The dreams come pretty soon after. He’s on the train again, the train home. And he wakes to see Snafu sitting across from him, smile fixed on his face, blank, dead eyes staring Eugene down. Eugene looks around, panicking, and realises he’s surrounded by Japs, but he can’t move, can’t defend himself because the mud, the foul, sucking mud is everywhere. His brain whirls, the dream confuses him but inside his subconscious it all seems so real, the terror constricting his throat, catching his scream as it tries to fly out. 

Something touches his face, and Eugene wakes to see a shadowy figure hovering over him. Without a second thought he hurls himself upwards and straight at it, throws it onto the floor and pins it down by the throat. 

A second later there are hands on his forearms and it dawns on Eugene that the shadowy figure is Snafu, goddamit, and he’s choking him. He lets go swiftly, rolls off to lie side by side with Snafu, breath rushing in and out as he stares at the darkened ceiling. 

“Fuck, Snaf,” He turns his head to peer at Snafu’s face. He can’t see much in the dim but for the whites of his eyes. “I’m sorry, I didn’t know it was you.” Snafu turns his head to look right back at him, and huffs a laugh.

“S’alright, Sledgehamma,” His voice is a little bit croaky and Eugene feels guilt start to seep in. “Shouldn’t have woken you like that.” 

They lie like that for a while, silence broken only by their slowing breaths. 

Eugene can feel something inside him well up as he looks at Snafu, force itself up his throat to knock on his teeth, rattling to get out. Finally, it shakes itself free, and out comes a rush of- 

“What are we supposed to do, Snaf?” 

Snafu gives him that narrow-eyed, questioning look, but it’s all for show because Eugene knows the only person who would truly understand what he means is Snafu. 

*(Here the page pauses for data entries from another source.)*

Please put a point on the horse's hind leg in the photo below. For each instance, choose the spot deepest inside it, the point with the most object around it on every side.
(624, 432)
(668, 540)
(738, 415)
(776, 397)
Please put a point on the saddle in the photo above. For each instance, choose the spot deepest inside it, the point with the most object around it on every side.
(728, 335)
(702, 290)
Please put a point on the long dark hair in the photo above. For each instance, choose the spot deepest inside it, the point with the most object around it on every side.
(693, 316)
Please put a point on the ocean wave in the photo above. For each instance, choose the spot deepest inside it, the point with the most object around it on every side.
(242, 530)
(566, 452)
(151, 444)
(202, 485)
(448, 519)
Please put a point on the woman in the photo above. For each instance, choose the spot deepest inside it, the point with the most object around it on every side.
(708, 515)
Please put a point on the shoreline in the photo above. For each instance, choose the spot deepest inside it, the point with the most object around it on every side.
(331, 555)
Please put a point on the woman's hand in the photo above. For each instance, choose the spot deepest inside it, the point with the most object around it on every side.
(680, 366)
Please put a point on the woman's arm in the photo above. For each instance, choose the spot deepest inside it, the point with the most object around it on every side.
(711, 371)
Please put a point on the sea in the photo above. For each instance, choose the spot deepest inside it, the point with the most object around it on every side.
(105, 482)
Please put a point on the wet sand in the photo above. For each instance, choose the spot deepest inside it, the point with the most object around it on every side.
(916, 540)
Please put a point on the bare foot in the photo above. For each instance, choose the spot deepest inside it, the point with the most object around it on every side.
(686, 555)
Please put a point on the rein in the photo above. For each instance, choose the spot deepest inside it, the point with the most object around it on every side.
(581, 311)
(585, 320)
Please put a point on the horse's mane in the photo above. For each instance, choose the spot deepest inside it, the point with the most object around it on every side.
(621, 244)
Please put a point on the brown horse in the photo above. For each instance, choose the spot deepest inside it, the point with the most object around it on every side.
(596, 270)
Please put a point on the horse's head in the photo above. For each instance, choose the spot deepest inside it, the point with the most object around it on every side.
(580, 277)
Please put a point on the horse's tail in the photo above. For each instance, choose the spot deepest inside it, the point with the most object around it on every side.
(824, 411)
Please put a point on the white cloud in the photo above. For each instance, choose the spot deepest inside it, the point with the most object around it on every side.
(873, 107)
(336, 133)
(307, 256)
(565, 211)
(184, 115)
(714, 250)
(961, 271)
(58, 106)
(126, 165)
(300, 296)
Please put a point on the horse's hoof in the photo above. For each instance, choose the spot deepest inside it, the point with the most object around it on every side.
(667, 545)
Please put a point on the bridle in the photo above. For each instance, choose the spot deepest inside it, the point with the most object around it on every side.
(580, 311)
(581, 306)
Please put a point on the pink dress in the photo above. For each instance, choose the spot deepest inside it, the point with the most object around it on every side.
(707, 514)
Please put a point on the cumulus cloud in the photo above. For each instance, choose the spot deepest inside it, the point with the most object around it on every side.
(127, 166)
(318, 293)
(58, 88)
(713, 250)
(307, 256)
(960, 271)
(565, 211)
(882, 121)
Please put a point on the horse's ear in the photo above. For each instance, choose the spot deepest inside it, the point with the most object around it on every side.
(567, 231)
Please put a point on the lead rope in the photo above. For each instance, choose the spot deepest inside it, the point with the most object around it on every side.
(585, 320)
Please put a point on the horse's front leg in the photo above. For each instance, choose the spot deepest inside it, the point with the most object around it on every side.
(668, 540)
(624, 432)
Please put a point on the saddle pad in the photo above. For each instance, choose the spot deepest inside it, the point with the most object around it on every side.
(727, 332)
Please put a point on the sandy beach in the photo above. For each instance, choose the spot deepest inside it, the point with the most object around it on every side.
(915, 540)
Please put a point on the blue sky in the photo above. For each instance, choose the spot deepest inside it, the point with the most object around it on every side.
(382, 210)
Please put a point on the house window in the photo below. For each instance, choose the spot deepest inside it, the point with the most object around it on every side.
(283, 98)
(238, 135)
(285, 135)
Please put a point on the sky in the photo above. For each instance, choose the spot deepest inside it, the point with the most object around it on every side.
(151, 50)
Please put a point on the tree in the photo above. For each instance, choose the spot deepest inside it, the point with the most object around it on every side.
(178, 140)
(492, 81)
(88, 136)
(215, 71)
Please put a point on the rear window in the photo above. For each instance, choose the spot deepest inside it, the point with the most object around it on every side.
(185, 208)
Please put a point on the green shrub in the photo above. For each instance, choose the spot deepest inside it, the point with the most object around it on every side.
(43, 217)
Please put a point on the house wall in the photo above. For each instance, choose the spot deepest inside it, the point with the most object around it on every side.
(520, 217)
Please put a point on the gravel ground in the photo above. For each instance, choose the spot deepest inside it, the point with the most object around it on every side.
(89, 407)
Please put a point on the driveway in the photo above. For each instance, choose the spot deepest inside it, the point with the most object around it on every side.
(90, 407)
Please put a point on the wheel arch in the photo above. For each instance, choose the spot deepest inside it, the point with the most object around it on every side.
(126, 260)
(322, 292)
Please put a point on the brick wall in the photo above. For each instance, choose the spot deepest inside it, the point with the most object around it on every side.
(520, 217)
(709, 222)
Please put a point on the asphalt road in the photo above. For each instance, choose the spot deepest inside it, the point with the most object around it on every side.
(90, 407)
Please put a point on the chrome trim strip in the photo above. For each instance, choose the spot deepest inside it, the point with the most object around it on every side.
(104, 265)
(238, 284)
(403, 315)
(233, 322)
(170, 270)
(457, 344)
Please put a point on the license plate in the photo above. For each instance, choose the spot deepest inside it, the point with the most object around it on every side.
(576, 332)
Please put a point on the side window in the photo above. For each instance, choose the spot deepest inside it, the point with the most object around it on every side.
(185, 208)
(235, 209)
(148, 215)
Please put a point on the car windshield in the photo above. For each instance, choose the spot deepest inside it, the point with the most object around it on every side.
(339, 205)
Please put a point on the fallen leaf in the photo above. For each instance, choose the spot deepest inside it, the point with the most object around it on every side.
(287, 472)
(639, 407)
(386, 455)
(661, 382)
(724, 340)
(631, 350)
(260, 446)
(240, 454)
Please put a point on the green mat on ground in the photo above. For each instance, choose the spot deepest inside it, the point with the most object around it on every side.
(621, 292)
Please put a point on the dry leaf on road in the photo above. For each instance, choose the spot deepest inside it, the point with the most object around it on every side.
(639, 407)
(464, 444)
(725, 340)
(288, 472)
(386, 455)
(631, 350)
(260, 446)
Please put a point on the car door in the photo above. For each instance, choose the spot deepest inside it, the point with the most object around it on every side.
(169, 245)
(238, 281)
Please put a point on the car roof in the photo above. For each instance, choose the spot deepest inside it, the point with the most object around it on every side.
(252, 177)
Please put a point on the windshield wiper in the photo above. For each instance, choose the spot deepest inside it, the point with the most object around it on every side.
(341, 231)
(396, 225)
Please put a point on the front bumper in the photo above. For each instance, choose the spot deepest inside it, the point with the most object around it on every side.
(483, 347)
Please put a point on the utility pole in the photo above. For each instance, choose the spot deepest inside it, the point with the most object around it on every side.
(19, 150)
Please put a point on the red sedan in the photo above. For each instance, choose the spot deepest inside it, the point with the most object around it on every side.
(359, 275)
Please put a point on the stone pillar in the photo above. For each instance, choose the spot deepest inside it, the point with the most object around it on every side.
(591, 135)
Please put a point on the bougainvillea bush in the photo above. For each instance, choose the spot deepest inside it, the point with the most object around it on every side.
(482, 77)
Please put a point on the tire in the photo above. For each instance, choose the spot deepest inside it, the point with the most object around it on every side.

“After everything, everything we saw and everything we did, what are we- what the hell are we supposed to do?” His voice breaks on the last word and he hates it but he can’t help it.  
Snafu’s staring at him intently, and slowly, so slowly he moves, as if trying not to startle a frightened animal, until he’s hovering over Eugene, forearms on either side of his head.

“Snafu?” It’s a sad and lonely sound - broken, almost - and Snafu leans in to press his lips to Eugene’s and Eugene fists one hand in the thin shirt Snafu wore to bed and uses the other to grip the back of Snafu’s neck. Snafu cradles the sides of Eugene’s head in his hand as they kiss, fervently and with a desperation as though the war was still going and death might rain down in bullets or shells or bayonets at any moment, and Eugene only realises he’s crying when he feels something slide down the side of his face, hot and wet. When they pull apart for air, a sob escapes him, and Snafu hushes him gently. 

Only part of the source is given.